Regardless, any astute observer of the BoC would have read between the lines and arrived at the conclusion that he’s in no big rush to hike despite pricing in early OIS and BAX futures contracts. Macklem chose the tickle and tease approach to the front-end rather than smacking it with a hammer. It appears there are no plans to release a full transcript of his remarks which is disappointing as a more methodical approach to releasing the comments should be led by the BoC in my view. Piecing together scattered coverage across media outlets that had some wonky differential timing over the 7–8pmET window last evening nevertheless revealed nothing that was terribly unexpected. I took the tone of his remarks on slack, jobs and inflation to confirm that the BoC would be in zero rush to hike relative to what had become aggressive contract pricing in OIS and BAX futures. His remarks seemed to be dovish relative to how soon markets think hike risk may enter the picture.

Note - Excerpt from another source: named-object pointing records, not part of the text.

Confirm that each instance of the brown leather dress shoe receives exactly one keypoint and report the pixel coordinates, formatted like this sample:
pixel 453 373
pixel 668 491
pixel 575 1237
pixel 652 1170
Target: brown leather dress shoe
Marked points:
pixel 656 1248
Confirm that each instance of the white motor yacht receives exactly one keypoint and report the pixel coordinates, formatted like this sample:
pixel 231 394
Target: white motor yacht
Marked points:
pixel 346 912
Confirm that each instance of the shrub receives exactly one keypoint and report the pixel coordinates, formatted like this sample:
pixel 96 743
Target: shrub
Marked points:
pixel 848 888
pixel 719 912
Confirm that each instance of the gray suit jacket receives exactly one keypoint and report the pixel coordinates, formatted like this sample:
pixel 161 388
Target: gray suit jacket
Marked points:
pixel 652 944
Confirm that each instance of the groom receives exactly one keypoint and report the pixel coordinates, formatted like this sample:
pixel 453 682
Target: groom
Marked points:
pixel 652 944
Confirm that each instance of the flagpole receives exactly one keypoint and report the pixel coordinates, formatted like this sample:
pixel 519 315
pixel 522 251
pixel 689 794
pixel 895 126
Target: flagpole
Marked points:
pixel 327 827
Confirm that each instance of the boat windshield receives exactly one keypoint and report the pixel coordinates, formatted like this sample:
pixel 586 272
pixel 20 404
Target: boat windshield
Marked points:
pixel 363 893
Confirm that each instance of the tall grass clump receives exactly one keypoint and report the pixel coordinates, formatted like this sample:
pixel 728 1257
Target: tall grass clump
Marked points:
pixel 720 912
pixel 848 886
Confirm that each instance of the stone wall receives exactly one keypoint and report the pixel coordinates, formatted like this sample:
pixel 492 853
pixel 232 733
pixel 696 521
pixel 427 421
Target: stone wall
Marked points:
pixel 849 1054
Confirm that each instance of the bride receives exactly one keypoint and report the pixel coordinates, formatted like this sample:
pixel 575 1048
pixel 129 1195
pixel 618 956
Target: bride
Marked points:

  • For one, he emphasized his view that inflation is being narrowly driven by one-offs, supply disruptions and transitory factors that will persist for longer than expected but that will still fade. That’s highly debateable in my view and I’ll expand on that in the Global Week Ahead later today.
  • He also indicated that there continues to be significant slack in the overall economy and the job market. On the job market, he said that recovering lost jobs “is an important milestone, but it’s not the destination.” That reinforces the scattershot approach across a suite of labour market readings in the recent discussion paper by BoC staffers. Here too the signal is debateable as I don’t think it should be the role of monetary policy to aim for perfection across all labour market outcomes and this could just be hyperbole anyway.
  • On growth, Macklem said “We’re still expecting a good rebound. It may be not quite as fast as we had” in the July MPR. That’s a clear (and expected) signal that a more muted rebound after negative GDP revisions especially in Q2 will reveal wider than expected slack in the economy. The BoC has to sharply downgrade its Q3 GDP growth expectations.
  • His remarks on potential GDP growth were interesting in that he didn’t take sides on the direction of potential changes, saying that there are upside and downside arguments to further revisions which implies no great conviction toward how alterations may affect the BoC’s beloved output gap framework.
  • So, if inflation is a headfake, there is still slack in the economy and job markets, and the BoC (and others…) doesn’t really know what potential GDP growth will be then hike as soon as 6 months from here? Not likely imo when the Governor has said all along he won’t hike until spare capacity has been exhausted.

US retail sales (8:30amET) and Goldman earnings (consensus US$9.92 EPS, 8:30amET) will dominate attention into the end of the week, plus a couple of lesser updates. If the rest of them can beat as has been the case so far, then I’m pretty sure GS will find a way to make more money than estimated.

US retail sales will probably dip at least in terms of headline sales given that we already know new vehicle sales fell by 6.7% m/m in volume terms and only some of this was offset by higher auto prices. Key is whether sales ex-autos can post another gain after the 1.8% lift the prior month. The retail sales control group that feeds into total consumption likely faces downside risk tomorrow.

Miscellaneous updates will include Canada’s update on home sales during September which will shoot for the first gain in six months (9amET). The US also updates the US Empire manufacturing gauge that kicks off another round of regional reports on the path to the next ISM-manufacturing print, as well as UofM consumer sentiment for October (10amET) with limited Fed-speak on the docket (Bullard 11:45amET, Williams 12:20pmET).